Cervical ribs are a recognised cause of thoracic outlet syndrome (TOS) in children. Symptoms arising from vascular and neurogenic TOS are variable and may overlap giving rise to diagnostic confusion and delayed diagnosis. We aimed to review our experience of management of thoracic outlet syndrome.
Patients with a diagnosis of TOS between March 2005 and January 2016 were identified using ICD-10 Q76.5 and G54.0 codes. Retrospective review of casenotes was carried out with analysis of information including presentation, investigations, operative management, complications and functional outcomes.
Seven patients with a diagnosis of TOS were identified, including 6 females and 1 male. The mean age at presentation was 13.5 years (+/- 1.2 years) and mean duration of symptoms was 6.3 months (+/- 4.6 months). Underlying pathology comprised fibromuscular bands, unilateral cervical rib in 2 cases and bilateral cervical ribs in 4 cases. Five patients presented with neurogenic TOS (71%) and 2 patients presented with arterial TOS (28.6%). Mean duration of follow up was 28.3 months (+/- 22.9 months).

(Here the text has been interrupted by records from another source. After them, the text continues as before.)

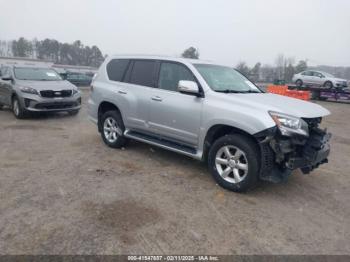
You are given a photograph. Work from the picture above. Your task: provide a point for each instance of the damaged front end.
(292, 144)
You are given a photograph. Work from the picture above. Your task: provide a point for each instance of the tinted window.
(143, 73)
(4, 71)
(116, 69)
(171, 73)
(37, 74)
(317, 74)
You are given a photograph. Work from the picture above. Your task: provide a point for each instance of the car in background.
(36, 89)
(79, 79)
(318, 78)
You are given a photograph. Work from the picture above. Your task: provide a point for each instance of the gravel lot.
(63, 191)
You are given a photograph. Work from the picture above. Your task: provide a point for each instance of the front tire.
(234, 162)
(17, 109)
(113, 129)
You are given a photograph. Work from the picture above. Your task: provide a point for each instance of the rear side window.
(116, 69)
(307, 73)
(171, 73)
(143, 73)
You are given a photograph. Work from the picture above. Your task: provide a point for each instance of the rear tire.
(328, 85)
(299, 83)
(113, 128)
(18, 111)
(234, 162)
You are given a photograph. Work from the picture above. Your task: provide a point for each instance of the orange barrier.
(275, 89)
(283, 90)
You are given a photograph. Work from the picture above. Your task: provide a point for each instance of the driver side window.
(171, 73)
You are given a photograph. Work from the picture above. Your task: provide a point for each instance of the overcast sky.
(224, 31)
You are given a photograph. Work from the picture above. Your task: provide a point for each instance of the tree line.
(75, 53)
(283, 69)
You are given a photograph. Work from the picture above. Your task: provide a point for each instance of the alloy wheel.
(231, 164)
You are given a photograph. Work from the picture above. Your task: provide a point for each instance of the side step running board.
(182, 149)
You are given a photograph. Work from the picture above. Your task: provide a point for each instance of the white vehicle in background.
(318, 78)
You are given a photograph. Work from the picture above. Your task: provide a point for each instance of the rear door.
(173, 115)
(318, 78)
(139, 83)
(307, 77)
(6, 86)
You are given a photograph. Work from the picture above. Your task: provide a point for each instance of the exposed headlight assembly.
(289, 125)
(28, 90)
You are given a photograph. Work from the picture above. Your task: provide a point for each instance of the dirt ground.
(62, 191)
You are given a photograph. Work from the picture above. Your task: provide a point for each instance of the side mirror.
(7, 78)
(188, 87)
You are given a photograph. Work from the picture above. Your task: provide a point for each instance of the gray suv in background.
(318, 78)
(34, 89)
(211, 113)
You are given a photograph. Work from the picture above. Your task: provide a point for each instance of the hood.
(47, 85)
(339, 79)
(277, 103)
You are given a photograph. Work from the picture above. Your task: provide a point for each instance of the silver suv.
(318, 78)
(211, 113)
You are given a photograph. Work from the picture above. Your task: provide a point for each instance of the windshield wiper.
(227, 91)
(251, 91)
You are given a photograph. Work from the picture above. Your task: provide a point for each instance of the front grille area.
(52, 93)
(56, 105)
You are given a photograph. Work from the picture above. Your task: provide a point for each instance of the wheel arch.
(104, 107)
(219, 130)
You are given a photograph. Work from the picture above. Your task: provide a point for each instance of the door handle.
(157, 98)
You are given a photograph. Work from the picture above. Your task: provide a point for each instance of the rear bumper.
(35, 103)
(314, 153)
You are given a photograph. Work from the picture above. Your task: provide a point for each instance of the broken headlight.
(289, 125)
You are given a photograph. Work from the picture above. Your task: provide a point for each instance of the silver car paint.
(187, 118)
(9, 88)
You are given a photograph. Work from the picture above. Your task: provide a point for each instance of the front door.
(174, 115)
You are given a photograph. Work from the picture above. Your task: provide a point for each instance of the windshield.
(225, 79)
(37, 74)
(327, 74)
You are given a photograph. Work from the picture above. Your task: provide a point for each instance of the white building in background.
(24, 61)
(61, 69)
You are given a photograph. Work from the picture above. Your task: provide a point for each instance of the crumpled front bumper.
(36, 103)
(314, 153)
(281, 155)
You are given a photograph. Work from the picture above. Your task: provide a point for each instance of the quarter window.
(143, 73)
(116, 69)
(171, 73)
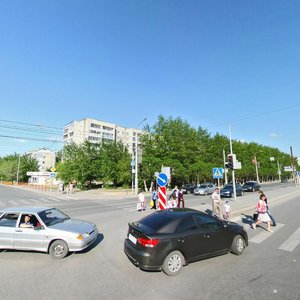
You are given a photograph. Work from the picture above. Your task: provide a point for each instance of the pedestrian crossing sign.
(217, 173)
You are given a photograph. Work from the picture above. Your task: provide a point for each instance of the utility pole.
(18, 171)
(293, 166)
(136, 159)
(256, 169)
(225, 169)
(233, 175)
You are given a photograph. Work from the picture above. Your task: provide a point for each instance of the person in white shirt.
(216, 203)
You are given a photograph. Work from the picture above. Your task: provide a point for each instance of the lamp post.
(256, 169)
(136, 159)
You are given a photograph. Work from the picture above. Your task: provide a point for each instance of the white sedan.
(44, 229)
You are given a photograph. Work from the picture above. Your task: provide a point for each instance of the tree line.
(171, 142)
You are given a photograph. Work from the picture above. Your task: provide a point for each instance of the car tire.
(173, 263)
(58, 249)
(238, 245)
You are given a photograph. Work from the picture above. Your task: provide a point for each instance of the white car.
(205, 189)
(44, 229)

Within the vascular group, one patient required a right axillary bypass which was complicated by arterial embolus requiring embolectomy 1 day post surgery and further interventional angioplasty. Both patients underwent excision of cervical rib with good resolution of symptoms.
Within the neurogenic group, one patient underwent resection of first and second ribs. Two patients underwent unilateral cervical rib removal; one following foramen magnum decompression and another with Klippel Feil syndrome following previous sub-aortic and scoliosis surgery. Two patients underwent asynchronous resection of bilateral cervical ribs. At follow-up, 2 patients are asymptomatic, 1 patient has residual sensory deficit, 2 patients have significant unilateral muscle wasting.
Neurogenic TOF appears to be more frequent than arterial TOF in children with cervical ribs. Neurogenic symptoms are more likely to persist following surgical intervention.